Three class-action lawsuits filed against Athenahealth by company shareholders over the company’s acquisition by one of its top investors were voluntarily dropped on Monday after the company released an amended proxy statement, according to an SEC filing and court documents.
The lawsuits—two filed in the District Court in Massachusetts and one filed in the District Court in Delaware—alleged that executives were holding back on sharing crucial information about how they arrived at a final sale price of the company of $5.7 billion. In November, officials announced Athenahealth would be acquired by Elliott Management, along with private equity firm Veritas Capital, for a price of $135 per share.
In a suit filed in the District Court in Delaware on Dec. 21, shareholder Michael Kent said, following that announcement, the EHR company released a proxy report with the SEC. But that proxy left out material information, causing it to be "false and misleading.”
Shareholder Richard Hamilton filed a similar class action lawsuit in the District Court in Massachusetts December 18, and shareholder Robert Crawford also filed a complaint, also in Massachusetts District Court, alleging similar violations of federal securities laws by Athenahealth executives and its board.
In the class-action suits, shareholders Kent and Hamilton sought to block the deal and require the release of the information, in addition to damages. In the lawsuit filed by Crawford, the shareholder sought to block the deal, or any vote on the deal, until the company disclosed the information.
Crawford’s class-action lawsuit also alleged that Athenahealth insiders are the primary beneficiaries of the deal, not the company’s shareholders. “Athenahealth’s directors and executive officers stand to reap substantial financial benefits for securing the deal with Veritas and Evergreen” the suit said.
According to Kent’s class-action suit, details not available in the SEC filing included Athenahealth's financial projections, as well as analyses performed by the company’s financial advisors in connection with the proposed transaction and line items used to calculate adjusted EBITDA and adjusted operating income.
"When a banker’s endorsement of the fairness of a transaction is touted to shareholders, the valuation methods used to arrive at that opinion as well as the key inputs and range of ultimate values generated by those analyses must also be fairly disclosed," the suit said.

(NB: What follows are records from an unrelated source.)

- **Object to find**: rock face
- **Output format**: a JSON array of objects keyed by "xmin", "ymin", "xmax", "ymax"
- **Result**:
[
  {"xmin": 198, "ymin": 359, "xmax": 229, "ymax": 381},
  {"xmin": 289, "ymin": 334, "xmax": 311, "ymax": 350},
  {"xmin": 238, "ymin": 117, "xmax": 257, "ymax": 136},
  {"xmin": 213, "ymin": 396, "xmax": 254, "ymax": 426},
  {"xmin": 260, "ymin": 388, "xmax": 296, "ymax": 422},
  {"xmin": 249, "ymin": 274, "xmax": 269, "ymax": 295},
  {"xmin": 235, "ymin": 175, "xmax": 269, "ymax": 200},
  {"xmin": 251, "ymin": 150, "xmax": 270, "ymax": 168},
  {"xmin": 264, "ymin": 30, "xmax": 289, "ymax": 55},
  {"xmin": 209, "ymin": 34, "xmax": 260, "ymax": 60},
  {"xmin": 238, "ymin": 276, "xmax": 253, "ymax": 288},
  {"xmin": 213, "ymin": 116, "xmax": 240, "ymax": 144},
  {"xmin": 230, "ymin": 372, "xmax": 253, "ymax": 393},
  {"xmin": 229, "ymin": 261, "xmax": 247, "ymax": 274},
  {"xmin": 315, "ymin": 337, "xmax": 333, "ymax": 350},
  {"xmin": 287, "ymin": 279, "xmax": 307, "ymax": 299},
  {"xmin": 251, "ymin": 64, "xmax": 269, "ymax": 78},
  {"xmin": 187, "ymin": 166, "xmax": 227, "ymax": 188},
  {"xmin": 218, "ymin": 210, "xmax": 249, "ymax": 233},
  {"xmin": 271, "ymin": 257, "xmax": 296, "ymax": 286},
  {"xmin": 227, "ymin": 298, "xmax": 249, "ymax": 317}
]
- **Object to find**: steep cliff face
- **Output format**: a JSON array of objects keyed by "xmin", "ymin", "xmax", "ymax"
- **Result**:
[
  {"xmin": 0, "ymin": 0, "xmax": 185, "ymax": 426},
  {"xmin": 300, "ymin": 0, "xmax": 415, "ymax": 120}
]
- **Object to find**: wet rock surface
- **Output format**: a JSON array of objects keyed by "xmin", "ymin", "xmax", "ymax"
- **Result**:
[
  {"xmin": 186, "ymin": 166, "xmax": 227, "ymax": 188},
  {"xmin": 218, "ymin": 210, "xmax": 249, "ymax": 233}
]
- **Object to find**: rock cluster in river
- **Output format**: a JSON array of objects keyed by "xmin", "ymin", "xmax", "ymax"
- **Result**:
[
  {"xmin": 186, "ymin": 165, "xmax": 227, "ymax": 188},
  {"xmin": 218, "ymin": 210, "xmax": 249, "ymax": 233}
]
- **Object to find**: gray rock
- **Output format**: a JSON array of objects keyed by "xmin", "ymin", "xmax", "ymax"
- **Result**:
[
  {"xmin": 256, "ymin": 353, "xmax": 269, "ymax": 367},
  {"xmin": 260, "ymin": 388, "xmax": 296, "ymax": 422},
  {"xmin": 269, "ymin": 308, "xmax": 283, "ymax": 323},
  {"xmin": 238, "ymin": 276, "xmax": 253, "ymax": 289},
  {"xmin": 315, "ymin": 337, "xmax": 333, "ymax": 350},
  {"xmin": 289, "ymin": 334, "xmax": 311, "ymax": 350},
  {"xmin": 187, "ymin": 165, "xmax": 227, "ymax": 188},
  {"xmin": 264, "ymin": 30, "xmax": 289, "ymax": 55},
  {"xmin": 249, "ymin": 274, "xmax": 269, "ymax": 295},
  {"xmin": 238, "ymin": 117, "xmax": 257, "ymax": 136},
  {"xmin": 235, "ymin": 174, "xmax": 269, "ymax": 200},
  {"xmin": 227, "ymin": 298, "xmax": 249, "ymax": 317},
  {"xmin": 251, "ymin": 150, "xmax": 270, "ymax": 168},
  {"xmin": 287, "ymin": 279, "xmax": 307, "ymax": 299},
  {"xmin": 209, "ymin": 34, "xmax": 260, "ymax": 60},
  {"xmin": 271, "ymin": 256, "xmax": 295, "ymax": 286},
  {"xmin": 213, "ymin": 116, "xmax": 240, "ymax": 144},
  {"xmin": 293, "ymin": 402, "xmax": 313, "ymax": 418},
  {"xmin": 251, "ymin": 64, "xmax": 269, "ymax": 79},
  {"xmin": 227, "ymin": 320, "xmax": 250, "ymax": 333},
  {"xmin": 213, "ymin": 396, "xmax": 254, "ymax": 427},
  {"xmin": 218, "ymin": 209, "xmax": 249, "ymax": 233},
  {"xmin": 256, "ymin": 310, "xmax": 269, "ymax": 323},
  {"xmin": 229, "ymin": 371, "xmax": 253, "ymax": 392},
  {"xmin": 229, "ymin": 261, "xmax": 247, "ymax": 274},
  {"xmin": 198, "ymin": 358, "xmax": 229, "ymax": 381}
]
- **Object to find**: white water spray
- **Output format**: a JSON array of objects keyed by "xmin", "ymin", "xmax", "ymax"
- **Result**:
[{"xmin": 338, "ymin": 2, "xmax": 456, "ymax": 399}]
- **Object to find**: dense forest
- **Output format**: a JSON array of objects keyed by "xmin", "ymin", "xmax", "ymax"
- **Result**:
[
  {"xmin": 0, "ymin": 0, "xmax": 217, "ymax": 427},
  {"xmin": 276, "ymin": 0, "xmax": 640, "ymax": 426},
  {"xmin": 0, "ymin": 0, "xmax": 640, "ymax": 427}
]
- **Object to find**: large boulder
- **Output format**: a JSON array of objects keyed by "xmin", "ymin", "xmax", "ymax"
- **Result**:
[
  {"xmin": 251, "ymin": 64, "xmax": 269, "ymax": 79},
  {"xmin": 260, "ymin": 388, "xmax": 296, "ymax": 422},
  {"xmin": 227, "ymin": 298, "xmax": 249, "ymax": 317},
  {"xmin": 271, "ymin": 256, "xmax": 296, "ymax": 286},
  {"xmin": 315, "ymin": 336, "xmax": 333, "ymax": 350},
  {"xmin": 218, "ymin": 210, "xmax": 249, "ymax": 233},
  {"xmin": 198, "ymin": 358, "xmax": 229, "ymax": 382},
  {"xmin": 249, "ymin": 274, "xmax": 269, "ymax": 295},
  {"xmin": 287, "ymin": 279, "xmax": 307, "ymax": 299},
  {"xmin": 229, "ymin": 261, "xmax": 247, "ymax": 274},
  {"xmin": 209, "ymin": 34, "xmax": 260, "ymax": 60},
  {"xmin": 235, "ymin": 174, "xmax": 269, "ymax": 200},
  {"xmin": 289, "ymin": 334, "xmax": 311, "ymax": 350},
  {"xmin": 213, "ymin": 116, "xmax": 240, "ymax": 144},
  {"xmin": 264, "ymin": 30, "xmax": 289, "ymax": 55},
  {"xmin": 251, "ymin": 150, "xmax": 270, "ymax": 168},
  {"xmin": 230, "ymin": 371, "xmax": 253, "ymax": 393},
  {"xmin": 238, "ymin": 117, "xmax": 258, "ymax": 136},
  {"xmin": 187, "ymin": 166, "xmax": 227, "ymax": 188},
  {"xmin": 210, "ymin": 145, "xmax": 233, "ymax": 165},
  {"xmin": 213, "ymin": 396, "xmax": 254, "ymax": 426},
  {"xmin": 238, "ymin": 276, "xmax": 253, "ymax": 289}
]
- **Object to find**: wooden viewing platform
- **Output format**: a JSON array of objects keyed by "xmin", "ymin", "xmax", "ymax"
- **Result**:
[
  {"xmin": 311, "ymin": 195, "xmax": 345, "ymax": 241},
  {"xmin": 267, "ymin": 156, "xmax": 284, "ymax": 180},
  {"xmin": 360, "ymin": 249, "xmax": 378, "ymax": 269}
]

That suit also alleged Athena failed to disclose whether it entered into any confidentiality agreements that contained standstill and/or “don’t ask, don’t waive” provisions that are or were preventing the counterparties from submitting superior offers to acquire the company.

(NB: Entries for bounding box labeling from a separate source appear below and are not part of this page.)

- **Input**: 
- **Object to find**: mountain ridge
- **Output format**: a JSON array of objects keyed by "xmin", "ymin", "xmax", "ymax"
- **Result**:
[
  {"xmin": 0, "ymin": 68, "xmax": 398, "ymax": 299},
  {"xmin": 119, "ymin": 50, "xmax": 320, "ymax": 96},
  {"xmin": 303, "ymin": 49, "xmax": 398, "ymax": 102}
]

"Without this information, stockholders may have the mistaken belief that, if these potentially interested parties wished to come forward with a superior offer, they are or were permitted to do so, when in fact they are or were contractually prohibited from doing so."
It also does not include indications of interest submitted to the company during the process leading up to the proposed transaction which the company previously said had “prices ranging in the $145 to $165 per share range,” according to the suit.
A representative for Athenahealth could not immediately be reached for comment regarding the dismissal of the lawsuits. The amended proxy included additional information about how the company calculated the final value of the transaction.
At one time, the company was valued at nearly $7 billion after activist shareholder Elliott offered cash to take over the health IT company, a value of $160 per share. The company's shares traded above $150 for much of the summer.
After it was reported UnitedHealth and Cerner both pulled out of the bidding process for the EHR company, the company's share price dropped into the $120s. They were trading above $130 a share on Wednesday.
According to the announcement about the planned acquisition, Elliott and Veritas plan to combine Athenahealth with Virence Health a value-based care solution that Veritas purchased for $1 billion from GE Healthcare earlier this year. The new company will operate under the Athenahealth brand.
The deal is expected to close in the first quarter, subject to regulatory and shareholder approval.
Athenahealth's sale left some of its customers nervous, saying the events over the last 12 to 18 months have negatively influenced the company’s ability to meet support demands. In a letter to customers, Executive Chairman Jeff Immelt said the two companies have “complementary portfolios and highly talented people,” adding that Athenahealth was “operating business as usual.”